La sirtuine 1, une désacétylase NAD-dépendante, est un régulateur important de l’activité des protéines impliquées dans le métabolisme cellulaire et la tolérance au stress. De récentes études ont suggéré qu’elle joue un rôle neuroprotecteur dans des modèles animaux de maladies neurodégénératives. On ignorait toutefois si Sirt1 avait également un rôle protecteur dans la MH.

Jeong, Krainc et coll. montrent que l’inactivation cérébrale du gène Sirt1 accélère la pathologie cérébrale dans un modèle murin de MH. Inversement, la surexpression de Sirt1 dans une lignée de souris MH améliore la survie, la neuropathologie et l’expression du BDNF. Des expériences cellulaires montrent que l’activité désacétylase de Sirt1 protège directement les neurones de l’huntingtine mutante.

L’équipe a aussi découvert une nouvelle cible pour l’activité Sirt1 : TORC1, une protéine cérébrale connue pour réguler plusieurs gènes neuronaux importants. L’effet neuroprotecteur de Sirt1 requiert la protéine TORC1. Elle montre que, dans le cerveau normal, Sirt1 active TORC1 en favorisant sa déphosphorylation et son interaction avec CREB. Ils ont identifié le BDNF comme étant une cible de Sirt1 et de l’activité transcriptionnelle de TORC1 dans les neurones.
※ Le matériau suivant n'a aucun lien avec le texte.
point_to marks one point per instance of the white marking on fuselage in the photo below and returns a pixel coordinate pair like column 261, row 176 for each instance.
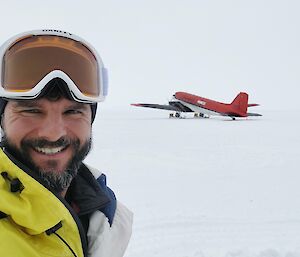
column 199, row 109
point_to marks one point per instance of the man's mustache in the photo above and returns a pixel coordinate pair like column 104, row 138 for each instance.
column 41, row 143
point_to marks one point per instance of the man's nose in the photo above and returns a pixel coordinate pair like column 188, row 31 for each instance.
column 52, row 127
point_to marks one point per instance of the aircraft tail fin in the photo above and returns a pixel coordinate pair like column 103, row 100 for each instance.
column 240, row 103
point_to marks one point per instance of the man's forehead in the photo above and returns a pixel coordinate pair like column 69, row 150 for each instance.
column 45, row 101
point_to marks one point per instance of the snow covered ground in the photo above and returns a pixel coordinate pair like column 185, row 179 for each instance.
column 204, row 187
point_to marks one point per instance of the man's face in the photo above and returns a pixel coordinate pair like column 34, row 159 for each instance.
column 51, row 137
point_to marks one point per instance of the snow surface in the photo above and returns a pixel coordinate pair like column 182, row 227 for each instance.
column 204, row 187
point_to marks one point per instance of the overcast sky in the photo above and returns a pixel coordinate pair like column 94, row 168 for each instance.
column 213, row 48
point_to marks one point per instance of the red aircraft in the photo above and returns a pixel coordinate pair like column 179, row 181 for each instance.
column 203, row 107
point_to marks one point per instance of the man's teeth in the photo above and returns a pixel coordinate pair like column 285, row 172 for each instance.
column 49, row 150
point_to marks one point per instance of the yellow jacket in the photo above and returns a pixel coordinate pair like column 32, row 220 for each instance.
column 33, row 221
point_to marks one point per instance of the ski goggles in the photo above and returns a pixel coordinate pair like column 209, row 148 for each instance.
column 29, row 61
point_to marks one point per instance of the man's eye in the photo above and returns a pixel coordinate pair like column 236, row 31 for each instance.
column 31, row 111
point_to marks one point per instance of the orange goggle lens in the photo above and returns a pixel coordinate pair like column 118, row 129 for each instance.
column 30, row 59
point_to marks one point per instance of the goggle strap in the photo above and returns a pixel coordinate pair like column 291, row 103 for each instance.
column 105, row 81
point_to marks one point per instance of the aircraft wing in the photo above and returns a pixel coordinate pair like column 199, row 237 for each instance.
column 159, row 106
column 253, row 114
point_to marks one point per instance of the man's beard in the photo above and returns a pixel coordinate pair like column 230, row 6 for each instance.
column 57, row 181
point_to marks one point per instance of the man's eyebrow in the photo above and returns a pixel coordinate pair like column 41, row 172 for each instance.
column 79, row 106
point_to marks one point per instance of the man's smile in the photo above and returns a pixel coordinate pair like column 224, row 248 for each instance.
column 50, row 150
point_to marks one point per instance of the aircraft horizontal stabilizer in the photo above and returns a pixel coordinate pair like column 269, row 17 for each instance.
column 253, row 114
column 251, row 105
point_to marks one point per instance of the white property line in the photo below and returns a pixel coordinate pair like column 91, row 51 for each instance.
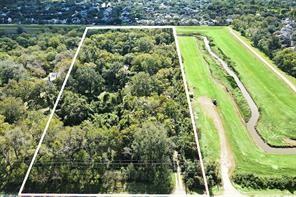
column 277, row 72
column 191, row 113
column 59, row 97
column 51, row 115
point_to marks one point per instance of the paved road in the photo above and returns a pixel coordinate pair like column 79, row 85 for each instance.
column 251, row 124
column 276, row 71
column 226, row 157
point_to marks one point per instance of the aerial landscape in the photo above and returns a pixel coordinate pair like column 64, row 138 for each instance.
column 160, row 97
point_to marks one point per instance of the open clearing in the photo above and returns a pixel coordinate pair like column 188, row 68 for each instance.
column 272, row 95
column 248, row 158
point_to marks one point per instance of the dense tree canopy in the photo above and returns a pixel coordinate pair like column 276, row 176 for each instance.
column 121, row 117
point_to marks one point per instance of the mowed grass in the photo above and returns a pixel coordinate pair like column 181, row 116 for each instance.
column 274, row 98
column 248, row 158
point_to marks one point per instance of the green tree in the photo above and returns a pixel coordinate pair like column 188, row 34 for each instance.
column 10, row 70
column 12, row 108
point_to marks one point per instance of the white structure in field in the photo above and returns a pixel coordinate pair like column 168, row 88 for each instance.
column 60, row 95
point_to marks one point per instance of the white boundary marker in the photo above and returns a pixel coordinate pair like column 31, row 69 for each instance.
column 61, row 92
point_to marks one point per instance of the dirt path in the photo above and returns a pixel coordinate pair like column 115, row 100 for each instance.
column 226, row 157
column 179, row 189
column 276, row 71
column 252, row 123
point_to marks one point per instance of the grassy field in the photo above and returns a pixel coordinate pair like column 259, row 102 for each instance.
column 248, row 158
column 274, row 98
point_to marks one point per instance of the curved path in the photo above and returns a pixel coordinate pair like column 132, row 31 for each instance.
column 251, row 124
column 276, row 71
column 226, row 157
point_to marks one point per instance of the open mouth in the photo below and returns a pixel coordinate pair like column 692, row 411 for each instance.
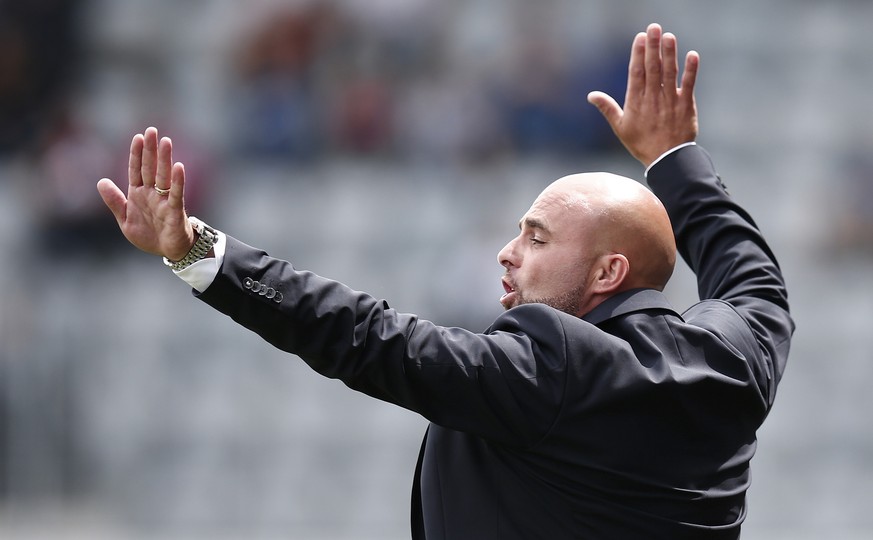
column 508, row 293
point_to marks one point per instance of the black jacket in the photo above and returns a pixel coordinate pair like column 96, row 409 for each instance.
column 632, row 422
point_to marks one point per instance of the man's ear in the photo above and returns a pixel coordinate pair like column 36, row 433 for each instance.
column 611, row 271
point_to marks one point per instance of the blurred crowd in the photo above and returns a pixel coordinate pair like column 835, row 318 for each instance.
column 307, row 82
column 414, row 87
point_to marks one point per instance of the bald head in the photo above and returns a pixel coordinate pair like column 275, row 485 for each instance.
column 621, row 216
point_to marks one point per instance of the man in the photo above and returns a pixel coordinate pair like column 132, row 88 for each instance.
column 590, row 408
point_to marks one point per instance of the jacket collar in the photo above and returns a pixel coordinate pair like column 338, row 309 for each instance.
column 628, row 302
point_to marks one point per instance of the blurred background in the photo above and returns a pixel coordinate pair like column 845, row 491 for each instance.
column 393, row 145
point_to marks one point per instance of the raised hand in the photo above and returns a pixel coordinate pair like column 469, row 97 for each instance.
column 152, row 215
column 657, row 115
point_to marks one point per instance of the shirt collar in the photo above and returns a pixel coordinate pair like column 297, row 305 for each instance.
column 628, row 302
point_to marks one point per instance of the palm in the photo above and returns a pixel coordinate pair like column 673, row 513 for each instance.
column 152, row 221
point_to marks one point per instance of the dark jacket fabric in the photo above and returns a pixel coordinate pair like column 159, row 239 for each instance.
column 634, row 422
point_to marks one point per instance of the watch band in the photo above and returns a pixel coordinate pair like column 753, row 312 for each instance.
column 207, row 236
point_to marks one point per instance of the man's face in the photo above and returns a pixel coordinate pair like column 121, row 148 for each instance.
column 549, row 262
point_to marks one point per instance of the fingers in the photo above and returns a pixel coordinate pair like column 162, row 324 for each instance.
column 653, row 62
column 164, row 163
column 689, row 75
column 636, row 73
column 134, row 168
column 114, row 199
column 671, row 65
column 177, row 186
column 149, row 161
column 607, row 106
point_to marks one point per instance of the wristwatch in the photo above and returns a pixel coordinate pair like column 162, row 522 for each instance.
column 207, row 236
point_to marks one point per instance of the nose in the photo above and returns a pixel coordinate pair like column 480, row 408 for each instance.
column 507, row 257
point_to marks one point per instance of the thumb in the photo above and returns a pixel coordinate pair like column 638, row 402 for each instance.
column 114, row 199
column 607, row 106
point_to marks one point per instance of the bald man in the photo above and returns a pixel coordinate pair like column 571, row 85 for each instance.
column 590, row 408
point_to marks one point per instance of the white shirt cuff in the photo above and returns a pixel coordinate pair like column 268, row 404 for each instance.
column 667, row 153
column 201, row 274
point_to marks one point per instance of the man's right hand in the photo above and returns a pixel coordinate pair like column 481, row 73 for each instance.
column 657, row 115
column 150, row 218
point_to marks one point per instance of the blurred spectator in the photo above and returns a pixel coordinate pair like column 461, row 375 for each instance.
column 281, row 110
column 72, row 219
column 855, row 221
column 39, row 52
column 543, row 103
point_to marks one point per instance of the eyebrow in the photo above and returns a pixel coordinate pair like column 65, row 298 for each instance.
column 532, row 223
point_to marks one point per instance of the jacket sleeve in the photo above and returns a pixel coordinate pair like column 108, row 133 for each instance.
column 723, row 246
column 505, row 384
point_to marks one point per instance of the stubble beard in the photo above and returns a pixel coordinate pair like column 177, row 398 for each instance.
column 569, row 302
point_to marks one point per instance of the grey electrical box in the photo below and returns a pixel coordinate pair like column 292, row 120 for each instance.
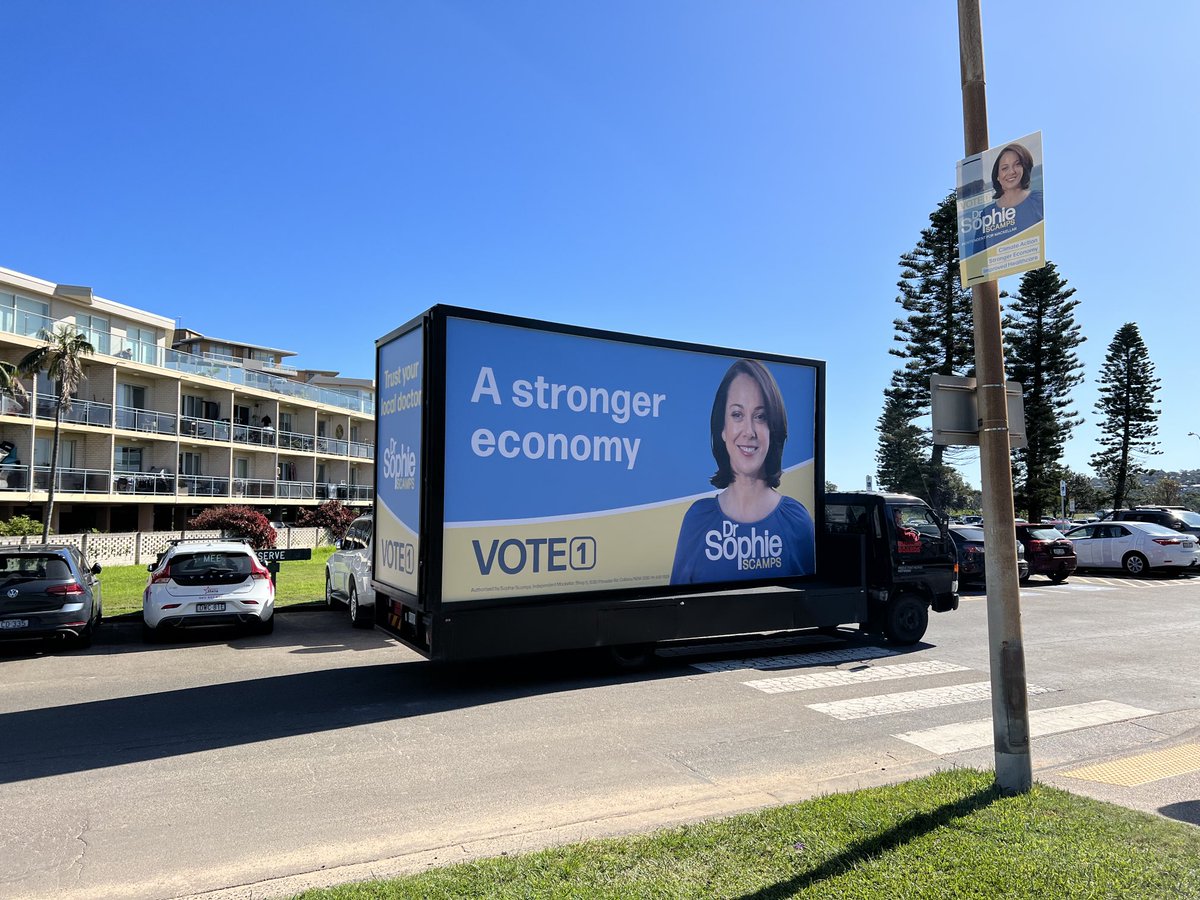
column 955, row 411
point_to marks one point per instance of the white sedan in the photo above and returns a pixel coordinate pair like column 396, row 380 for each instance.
column 1137, row 547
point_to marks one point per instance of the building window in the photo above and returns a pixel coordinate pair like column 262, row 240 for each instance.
column 127, row 459
column 23, row 315
column 95, row 329
column 42, row 448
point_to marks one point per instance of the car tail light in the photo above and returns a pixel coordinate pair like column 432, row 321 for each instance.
column 75, row 588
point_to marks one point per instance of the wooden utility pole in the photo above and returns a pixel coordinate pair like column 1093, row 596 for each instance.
column 1009, row 699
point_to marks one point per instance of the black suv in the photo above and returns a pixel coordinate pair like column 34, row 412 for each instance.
column 1177, row 519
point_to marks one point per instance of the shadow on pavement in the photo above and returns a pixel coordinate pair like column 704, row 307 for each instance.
column 857, row 853
column 1186, row 811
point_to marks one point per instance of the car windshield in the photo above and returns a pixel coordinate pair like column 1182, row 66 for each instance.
column 1045, row 534
column 210, row 568
column 1155, row 528
column 33, row 565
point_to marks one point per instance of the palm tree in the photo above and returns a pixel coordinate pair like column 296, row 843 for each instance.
column 61, row 358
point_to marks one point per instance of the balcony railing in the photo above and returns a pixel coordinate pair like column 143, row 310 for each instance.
column 82, row 412
column 147, row 420
column 108, row 345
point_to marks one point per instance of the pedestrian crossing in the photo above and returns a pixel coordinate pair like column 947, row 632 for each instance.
column 870, row 669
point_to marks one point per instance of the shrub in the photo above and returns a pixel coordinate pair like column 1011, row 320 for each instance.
column 331, row 515
column 21, row 525
column 238, row 522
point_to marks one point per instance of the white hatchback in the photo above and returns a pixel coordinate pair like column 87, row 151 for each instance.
column 348, row 573
column 208, row 582
column 1137, row 547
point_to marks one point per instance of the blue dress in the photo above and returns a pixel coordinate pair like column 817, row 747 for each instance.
column 714, row 547
column 1027, row 214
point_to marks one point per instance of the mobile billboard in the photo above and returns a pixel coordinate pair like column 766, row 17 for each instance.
column 576, row 462
column 400, row 467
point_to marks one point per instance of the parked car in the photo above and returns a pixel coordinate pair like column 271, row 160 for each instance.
column 348, row 573
column 969, row 545
column 49, row 591
column 1177, row 519
column 1137, row 547
column 1047, row 550
column 208, row 582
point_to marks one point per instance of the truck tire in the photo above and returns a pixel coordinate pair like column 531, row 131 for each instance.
column 906, row 621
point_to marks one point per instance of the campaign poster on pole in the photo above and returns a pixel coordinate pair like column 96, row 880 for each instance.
column 576, row 463
column 1001, row 211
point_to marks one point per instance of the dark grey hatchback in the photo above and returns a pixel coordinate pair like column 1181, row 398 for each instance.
column 48, row 591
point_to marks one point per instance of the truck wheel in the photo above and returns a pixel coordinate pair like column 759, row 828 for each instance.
column 906, row 621
column 1134, row 563
column 629, row 657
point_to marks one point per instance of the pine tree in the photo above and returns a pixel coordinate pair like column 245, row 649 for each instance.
column 937, row 334
column 1129, row 424
column 1042, row 336
column 900, row 454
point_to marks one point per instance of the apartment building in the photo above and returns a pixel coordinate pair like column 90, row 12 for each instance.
column 169, row 420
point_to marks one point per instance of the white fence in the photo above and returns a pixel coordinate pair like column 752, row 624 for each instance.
column 142, row 547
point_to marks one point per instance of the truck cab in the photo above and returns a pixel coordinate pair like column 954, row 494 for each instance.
column 907, row 558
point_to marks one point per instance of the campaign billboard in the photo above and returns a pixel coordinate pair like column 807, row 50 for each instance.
column 400, row 467
column 1001, row 211
column 579, row 463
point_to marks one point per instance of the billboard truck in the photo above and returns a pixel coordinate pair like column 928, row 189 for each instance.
column 544, row 487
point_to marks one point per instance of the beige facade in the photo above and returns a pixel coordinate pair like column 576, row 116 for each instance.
column 156, row 433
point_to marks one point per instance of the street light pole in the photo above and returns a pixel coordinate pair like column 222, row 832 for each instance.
column 1009, row 697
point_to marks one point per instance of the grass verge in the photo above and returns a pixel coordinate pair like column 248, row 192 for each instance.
column 947, row 835
column 300, row 581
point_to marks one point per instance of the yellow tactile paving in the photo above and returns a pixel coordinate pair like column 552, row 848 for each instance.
column 1144, row 768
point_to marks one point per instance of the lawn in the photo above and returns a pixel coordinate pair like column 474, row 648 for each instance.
column 947, row 835
column 300, row 581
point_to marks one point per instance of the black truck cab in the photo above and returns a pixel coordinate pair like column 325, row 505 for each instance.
column 909, row 561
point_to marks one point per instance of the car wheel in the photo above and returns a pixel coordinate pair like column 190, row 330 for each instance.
column 906, row 619
column 359, row 617
column 1135, row 564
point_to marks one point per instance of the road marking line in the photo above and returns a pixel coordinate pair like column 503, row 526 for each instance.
column 796, row 660
column 1144, row 768
column 909, row 701
column 840, row 677
column 978, row 733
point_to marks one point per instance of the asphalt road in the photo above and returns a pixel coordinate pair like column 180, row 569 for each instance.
column 237, row 767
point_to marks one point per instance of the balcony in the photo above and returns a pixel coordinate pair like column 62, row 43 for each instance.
column 106, row 343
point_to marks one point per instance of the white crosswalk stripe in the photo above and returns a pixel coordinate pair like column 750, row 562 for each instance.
column 909, row 701
column 843, row 677
column 978, row 733
column 798, row 660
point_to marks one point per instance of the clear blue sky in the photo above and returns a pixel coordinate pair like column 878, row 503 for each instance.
column 309, row 175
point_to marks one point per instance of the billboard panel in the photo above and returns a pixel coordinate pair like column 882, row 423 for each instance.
column 400, row 466
column 576, row 463
column 1001, row 214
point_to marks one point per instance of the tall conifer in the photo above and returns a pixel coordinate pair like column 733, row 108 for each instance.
column 1129, row 424
column 1042, row 336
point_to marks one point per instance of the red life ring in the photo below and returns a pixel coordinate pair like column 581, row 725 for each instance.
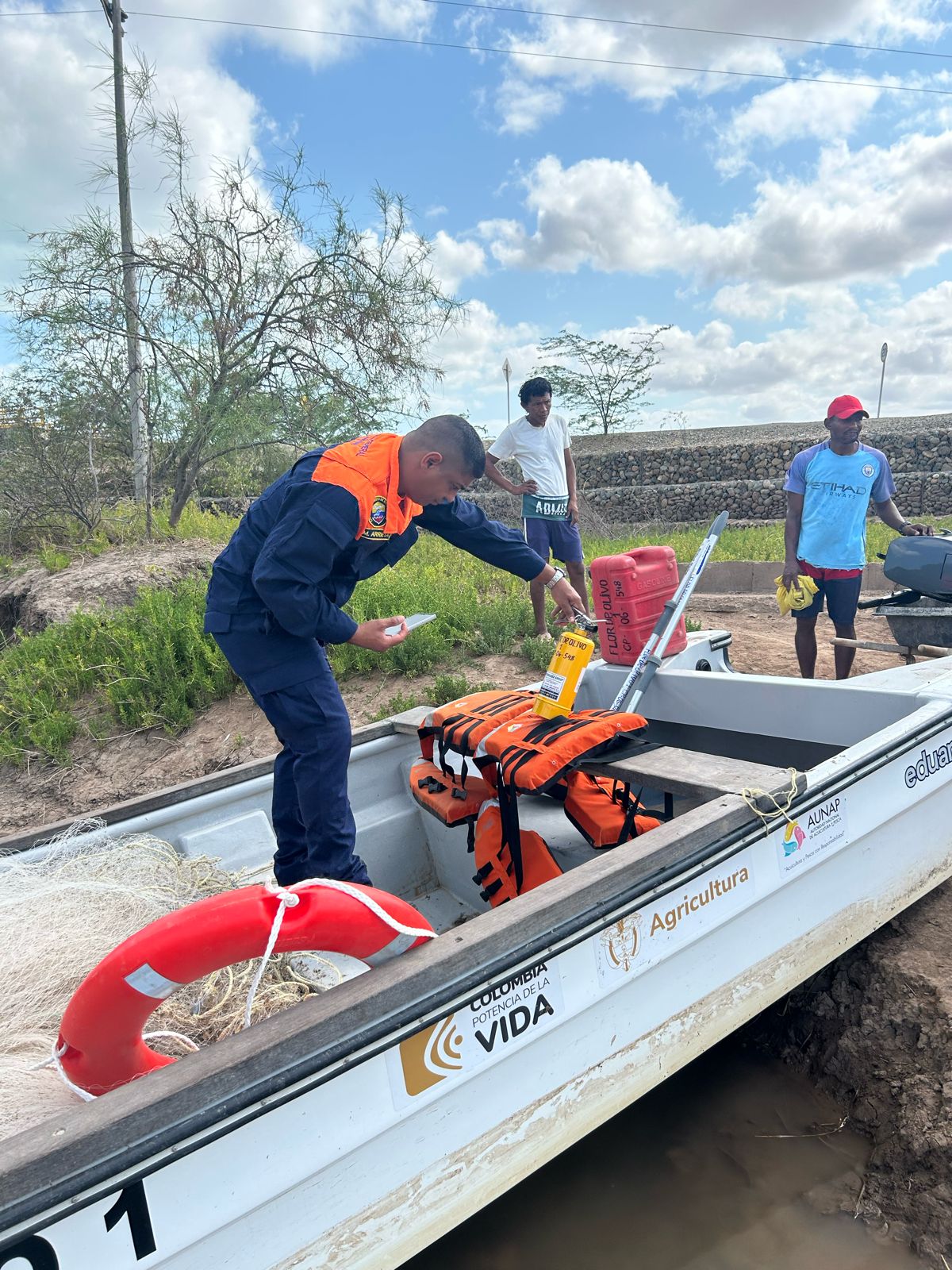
column 101, row 1041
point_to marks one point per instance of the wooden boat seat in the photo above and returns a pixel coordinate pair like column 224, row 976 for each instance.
column 689, row 774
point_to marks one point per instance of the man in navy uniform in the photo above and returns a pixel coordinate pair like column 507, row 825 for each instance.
column 276, row 597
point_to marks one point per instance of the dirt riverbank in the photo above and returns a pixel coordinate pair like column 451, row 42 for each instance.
column 873, row 1030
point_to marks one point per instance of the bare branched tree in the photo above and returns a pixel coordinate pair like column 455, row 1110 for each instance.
column 260, row 300
column 603, row 383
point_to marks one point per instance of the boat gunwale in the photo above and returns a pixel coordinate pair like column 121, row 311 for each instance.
column 184, row 1106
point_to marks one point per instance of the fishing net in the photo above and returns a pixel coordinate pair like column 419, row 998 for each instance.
column 63, row 910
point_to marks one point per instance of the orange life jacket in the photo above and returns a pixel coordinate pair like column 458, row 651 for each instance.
column 463, row 724
column 452, row 799
column 368, row 468
column 603, row 810
column 533, row 753
column 501, row 872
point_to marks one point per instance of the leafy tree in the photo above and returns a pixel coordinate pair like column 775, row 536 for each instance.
column 264, row 310
column 603, row 383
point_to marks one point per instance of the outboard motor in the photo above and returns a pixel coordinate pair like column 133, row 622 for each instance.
column 922, row 615
column 923, row 564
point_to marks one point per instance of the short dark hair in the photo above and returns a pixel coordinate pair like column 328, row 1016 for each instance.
column 533, row 387
column 451, row 431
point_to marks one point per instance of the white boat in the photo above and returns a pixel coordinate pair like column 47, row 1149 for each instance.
column 355, row 1130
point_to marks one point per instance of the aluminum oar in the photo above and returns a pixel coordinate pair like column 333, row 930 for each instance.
column 651, row 657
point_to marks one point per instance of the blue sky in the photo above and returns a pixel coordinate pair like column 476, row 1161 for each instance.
column 782, row 229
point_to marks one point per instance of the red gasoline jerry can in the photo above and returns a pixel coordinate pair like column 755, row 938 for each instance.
column 628, row 592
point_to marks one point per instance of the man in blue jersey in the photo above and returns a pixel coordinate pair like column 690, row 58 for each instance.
column 829, row 488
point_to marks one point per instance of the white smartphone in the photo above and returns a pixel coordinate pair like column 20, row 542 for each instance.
column 412, row 622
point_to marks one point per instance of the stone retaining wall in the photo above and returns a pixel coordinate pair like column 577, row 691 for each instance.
column 638, row 482
column 638, row 478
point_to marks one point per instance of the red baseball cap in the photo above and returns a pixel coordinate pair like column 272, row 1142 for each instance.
column 842, row 408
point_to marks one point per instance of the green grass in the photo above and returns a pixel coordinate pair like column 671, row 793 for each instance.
column 145, row 666
column 152, row 666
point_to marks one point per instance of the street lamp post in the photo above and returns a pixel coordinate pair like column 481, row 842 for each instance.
column 884, row 353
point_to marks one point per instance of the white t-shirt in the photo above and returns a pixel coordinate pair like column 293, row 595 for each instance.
column 539, row 451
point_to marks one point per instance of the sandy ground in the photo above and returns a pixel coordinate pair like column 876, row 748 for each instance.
column 873, row 1029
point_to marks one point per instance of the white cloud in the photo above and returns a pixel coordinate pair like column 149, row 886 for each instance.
column 473, row 361
column 524, row 106
column 719, row 379
column 873, row 214
column 793, row 374
column 456, row 260
column 791, row 112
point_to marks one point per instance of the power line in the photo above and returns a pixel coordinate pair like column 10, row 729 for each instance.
column 697, row 31
column 527, row 52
Or la présence de l’huntingtine mutante interfère avec l’interaction TORC1-CREB, ce qui réprime la transcription du BDNF ; et la surexpression de Sirt1 peut neutraliser cette anomalie.

Jiang, Duan (Johns Hopkins, Baltimore) et coll. rapportent, dans une autre étude, des effets neuroprotecteurs similaires pour Sirt1. Ils démontrent que l’huntingtine mutante inhibe l’activité de Sirt1 dans deux autres modèles murins de MH, ce qui conduit à la dérégulation de multiples cibles de Sirt1.

Les chercheurs suggèrent donc qu’un traitement visant à augmenter l’activité désacétylase de Sirt1 pourrait constituer une nouvelle approche thérapeutique pour la MH.

« Nature Medicine », 18 décembre 2011, Jiang et coll., Jeong et coll.